I just read the article and some of the comments. People seem to have no clue. Major brands have very safe cells. Ban the Chinese knockoffs and cheap brands, and the risk would diminish almost entirely. Maybe create a certification program for the major manufacturers so they still get to ride.
A ban increases the payoff for making convincing fakes. Prohibition doesn’t work.
Problem is — the people faking good cells have no concern for the risk — nobody can reach them.
Problem is — there’s no clean safe technology for making rechargeable batteries yet. They are being reinvented constantly.
The old manufacturing tools and methods get sold off to people who use them to make cheap shit.
Read my whole post. I suggested only allowing the major brands to ship via air/passenger. Even added that they could use a certification system. Anyone who doesn’t pass certification doesn’t get to ship - period. Labels don’t matter. Making your fakes more convincing doesn’t matter. Those things will get you nowhere.
Yeah, I just have no faith that a rule against anything stops it from happening, when there’s profit for someone in getting around the rule.
The tighter the chain of custody, the higher the cost.
I doubt anyone would implement a perfect valid identification system for our little flashlight batteries, just to save us the time involved in having them shipping by cargo carrier instead of on passenger aircraft.
They’re still not doing well identifying genuine vs. fake gear for aircraft parts and nuclear power plants.
international ban on rechargeable lithium battery shipments as cargo on passenger airlines.
it does not affect cargo flights. since 99.9% of li ions are shipped on cargo planes, not in a laggage on a passenger flight, i doubt we’ll have shortage, or price hike.
This is not about batteries in “luggage” — look at the Yahoo article linked at the top:
(I’d guess the latter is what eBay and Amazon and some China operations do — they collect all the packages meant to be shipped to a particular country, put them all in one shipment, and then break them out for delivery at the other end. Like this:
A while back I got 2 identical LEDs shipped from I forget, GB or BG, as replacements for ones that didn’t work.
One came with a label and US postage from a TMart address in New York — the label indicated it had been part of a big bundled shipment.

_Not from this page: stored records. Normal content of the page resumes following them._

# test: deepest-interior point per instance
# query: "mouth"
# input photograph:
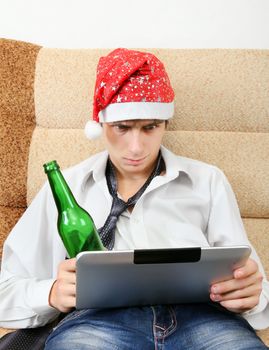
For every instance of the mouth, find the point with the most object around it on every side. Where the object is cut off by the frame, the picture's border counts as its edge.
(131, 161)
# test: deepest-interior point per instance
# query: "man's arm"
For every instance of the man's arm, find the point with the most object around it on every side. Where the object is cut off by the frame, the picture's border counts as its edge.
(63, 292)
(242, 293)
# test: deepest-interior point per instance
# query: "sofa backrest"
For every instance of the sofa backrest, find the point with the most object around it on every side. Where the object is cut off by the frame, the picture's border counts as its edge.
(221, 117)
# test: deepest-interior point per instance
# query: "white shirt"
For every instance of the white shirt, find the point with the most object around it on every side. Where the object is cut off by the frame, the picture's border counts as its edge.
(191, 205)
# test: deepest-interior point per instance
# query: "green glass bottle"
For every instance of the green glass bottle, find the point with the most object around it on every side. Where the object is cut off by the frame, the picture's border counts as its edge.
(75, 225)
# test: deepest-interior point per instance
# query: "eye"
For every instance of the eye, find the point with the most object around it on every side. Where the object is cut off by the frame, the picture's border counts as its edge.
(121, 127)
(150, 127)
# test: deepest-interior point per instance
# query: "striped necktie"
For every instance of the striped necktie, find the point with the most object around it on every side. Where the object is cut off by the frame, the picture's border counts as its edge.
(107, 232)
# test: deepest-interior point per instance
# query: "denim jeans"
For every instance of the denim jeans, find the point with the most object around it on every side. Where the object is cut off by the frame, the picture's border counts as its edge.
(171, 327)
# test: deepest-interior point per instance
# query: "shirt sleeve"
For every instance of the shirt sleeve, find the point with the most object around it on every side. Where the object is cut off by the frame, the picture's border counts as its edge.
(31, 255)
(225, 227)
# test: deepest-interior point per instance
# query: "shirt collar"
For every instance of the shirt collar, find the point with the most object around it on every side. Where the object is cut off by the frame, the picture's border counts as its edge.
(95, 166)
(175, 164)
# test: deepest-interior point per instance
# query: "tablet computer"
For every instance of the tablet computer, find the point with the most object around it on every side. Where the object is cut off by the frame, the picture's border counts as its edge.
(107, 279)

It went from China to New York in a bundle, then broken out and mailed to California
The other came direct from China to California, with a China label and postage. Both arrived the same day. The bundled shipment went an extra 6000 miles via New York with extra handling at TMart — in the same time the individual China Post package took to cross the Pacific.
That’s why the worry about these big boxes full of little packages — we’ve most of us seen how they package li-ions, often carelessly.

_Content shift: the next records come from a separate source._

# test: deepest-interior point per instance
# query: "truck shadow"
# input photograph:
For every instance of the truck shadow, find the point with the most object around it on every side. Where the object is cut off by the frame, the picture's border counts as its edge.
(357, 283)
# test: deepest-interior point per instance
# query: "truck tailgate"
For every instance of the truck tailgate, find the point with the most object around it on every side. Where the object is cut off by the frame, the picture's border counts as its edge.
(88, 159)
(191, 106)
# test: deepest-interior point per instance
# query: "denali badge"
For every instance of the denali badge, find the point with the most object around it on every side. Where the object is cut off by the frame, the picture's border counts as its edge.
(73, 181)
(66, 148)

I hope that 30% is above the level where a cell gets damaged.
I think they should force the stores that ship batteries to pack them properly in battery plastic battery cases or those cardboard battery boxes that RMM ships small things in. Not loose in a Bag-O-Batteries like some of them do.
This is only a problem if you live in a place not easily serviced by cargo planes or cargo ships.
Bare batteries are still allowed on cargo planes and in your carry-on luggage. The effect should be minimal for the vast majority of people reading this.
There was a time when passenger flights accounted for a large portion of cargo lift. The problem is that changes after 9/11 made it impossible to ship most of that cargo on passenger aircraft. Couple that with the very high passenger load factors (which reduces the available freight lift), and to be blunt, Cargo has become a small part of the domestic passenger airline business. I refer you to the most recent Delta Airlines form 10Q SEC filing on www.delta.com. According to that filing, passenger revenue… $9.139 Billion, Cargo revenue $207 million. In other words cargo revenue was about 2% of passenger revenue and less than 2% of total revenue for the April-June 2015 quarter.
There was a time when many of major passenger airlines actually had Cargo only aircraft in the fleet. Those days are long past, and only a very small fraction of the total air cargo market is in the hands of the domestic airlines these days
That article is BS. That is investigators with no clue as to what happened (but still needing to give an answer) using a catch all to say batteries were suspected. The truth is that there are forensic tests that can show if batteries were the most probable culprit and even if so....I would bet more on a laptop with a cheap replacement battery as the probable cause.